Around two thirds of care recipients with care plans had had those care plans reviewed at some time during their involvement with the day respite service. It appears that reviewing care plans every 3 months or so is a common practice, with 89% of care plans being reviewed within three months of the client’s most recent service.

Final Site Data Analysis identified changes to care planning processes at around half of the sites, mainly involving a broadening of the scope of Care Plans to provide a more comprehensive view of both carer and care recipient goals and needs – see Accompanying Report 8.

Staffing

According to Site Data submitted regarding the staffing of the DDR services, the total FTE for most projects was split across many individual staff members which indicates that the majority of day respite staff were not employed full-time. Total FTE at each site ranged from 1.2 FTE at Stepping Out to 11.4 FTE at Garden City – with these two extremes corresponding to their operating hours.

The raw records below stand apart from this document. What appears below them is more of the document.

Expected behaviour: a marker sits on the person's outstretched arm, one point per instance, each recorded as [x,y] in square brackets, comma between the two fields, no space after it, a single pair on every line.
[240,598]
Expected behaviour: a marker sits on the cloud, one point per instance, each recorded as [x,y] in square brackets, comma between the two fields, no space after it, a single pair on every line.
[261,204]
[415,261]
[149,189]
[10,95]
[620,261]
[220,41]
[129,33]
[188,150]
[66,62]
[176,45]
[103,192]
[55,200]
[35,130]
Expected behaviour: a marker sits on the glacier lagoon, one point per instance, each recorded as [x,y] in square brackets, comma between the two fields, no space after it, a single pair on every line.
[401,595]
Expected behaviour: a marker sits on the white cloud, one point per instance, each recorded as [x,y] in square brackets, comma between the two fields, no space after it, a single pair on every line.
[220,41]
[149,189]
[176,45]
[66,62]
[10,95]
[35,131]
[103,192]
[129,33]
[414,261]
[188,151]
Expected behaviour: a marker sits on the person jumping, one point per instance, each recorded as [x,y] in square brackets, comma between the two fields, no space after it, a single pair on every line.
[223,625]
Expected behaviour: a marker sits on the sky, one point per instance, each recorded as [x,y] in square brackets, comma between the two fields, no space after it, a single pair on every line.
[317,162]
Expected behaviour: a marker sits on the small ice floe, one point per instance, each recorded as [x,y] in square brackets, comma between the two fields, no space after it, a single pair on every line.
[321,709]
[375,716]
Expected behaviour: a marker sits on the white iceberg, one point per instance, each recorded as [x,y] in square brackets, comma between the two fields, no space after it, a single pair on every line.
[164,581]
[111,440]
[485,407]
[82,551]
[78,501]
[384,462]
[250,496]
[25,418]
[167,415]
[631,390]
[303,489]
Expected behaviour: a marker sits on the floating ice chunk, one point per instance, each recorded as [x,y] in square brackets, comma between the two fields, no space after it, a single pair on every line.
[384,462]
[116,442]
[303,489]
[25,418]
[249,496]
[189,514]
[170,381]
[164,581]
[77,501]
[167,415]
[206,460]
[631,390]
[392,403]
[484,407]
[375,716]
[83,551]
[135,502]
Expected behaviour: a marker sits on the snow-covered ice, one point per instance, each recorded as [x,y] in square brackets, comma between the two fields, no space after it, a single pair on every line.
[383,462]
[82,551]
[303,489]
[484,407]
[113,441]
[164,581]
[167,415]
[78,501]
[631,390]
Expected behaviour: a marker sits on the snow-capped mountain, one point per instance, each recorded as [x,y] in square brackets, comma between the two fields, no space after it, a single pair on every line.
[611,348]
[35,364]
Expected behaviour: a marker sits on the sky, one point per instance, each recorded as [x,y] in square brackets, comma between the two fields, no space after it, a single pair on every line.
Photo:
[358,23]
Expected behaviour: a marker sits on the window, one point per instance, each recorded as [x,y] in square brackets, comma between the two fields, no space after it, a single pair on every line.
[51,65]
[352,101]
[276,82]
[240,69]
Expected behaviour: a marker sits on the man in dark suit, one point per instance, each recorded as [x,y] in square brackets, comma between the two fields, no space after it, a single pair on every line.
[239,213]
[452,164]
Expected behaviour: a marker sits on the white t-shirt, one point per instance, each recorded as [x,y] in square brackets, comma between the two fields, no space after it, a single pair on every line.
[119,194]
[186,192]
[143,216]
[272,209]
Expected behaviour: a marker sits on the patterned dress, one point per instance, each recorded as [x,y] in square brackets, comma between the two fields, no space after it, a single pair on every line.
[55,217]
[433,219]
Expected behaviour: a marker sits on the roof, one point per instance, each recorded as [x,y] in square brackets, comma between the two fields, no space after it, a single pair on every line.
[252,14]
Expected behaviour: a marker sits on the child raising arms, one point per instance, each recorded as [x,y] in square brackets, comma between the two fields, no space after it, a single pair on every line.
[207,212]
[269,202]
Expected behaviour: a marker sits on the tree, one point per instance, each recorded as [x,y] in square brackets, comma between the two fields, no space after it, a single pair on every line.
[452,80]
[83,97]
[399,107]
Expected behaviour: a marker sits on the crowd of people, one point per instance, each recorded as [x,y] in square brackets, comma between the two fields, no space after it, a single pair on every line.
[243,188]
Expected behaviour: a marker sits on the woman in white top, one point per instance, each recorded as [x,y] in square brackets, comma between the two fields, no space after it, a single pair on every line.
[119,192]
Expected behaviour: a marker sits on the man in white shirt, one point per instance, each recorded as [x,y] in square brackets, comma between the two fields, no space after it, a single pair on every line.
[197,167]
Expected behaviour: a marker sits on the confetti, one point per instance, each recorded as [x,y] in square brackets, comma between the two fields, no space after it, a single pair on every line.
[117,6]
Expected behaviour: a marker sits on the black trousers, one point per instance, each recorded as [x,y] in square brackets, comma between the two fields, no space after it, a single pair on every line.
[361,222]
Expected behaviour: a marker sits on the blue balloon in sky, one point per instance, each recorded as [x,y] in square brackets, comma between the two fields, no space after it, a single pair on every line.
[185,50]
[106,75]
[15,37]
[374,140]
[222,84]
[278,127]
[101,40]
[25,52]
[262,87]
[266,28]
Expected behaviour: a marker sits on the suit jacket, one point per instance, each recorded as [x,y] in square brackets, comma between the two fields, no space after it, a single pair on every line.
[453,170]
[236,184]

Across all projects, for every FTE day respite staff member (regardless of role) there were on average 7.7 day respite places used per week. In terms of staff providing direct care to care recipients, there was on average one direct care staff member per 12 places.

However, within this range there was substantial variation in the ratio of FTE staff to the number of respite places used per week, perhaps reflecting operational characteristics such as the specialist focus of each service. For example, a service such as Garden City, which specialises in frail elderly care recipients with dementia, operated with only 3.7 care recipient places per direct care staff member, whereas a service specialising in younger clients such as Bethavon was able to operate with 23.3 care recipient places per staff member.

Sharing of staff

Sharing of resources between the RACF’s other programs and the day respite services was evident in relation to staffing. Site Data show that many day respite staff members were also employed part time by other areas of their organisation. Almost half (49%) of all day respite staff also worked in their RACF’s Residential care service.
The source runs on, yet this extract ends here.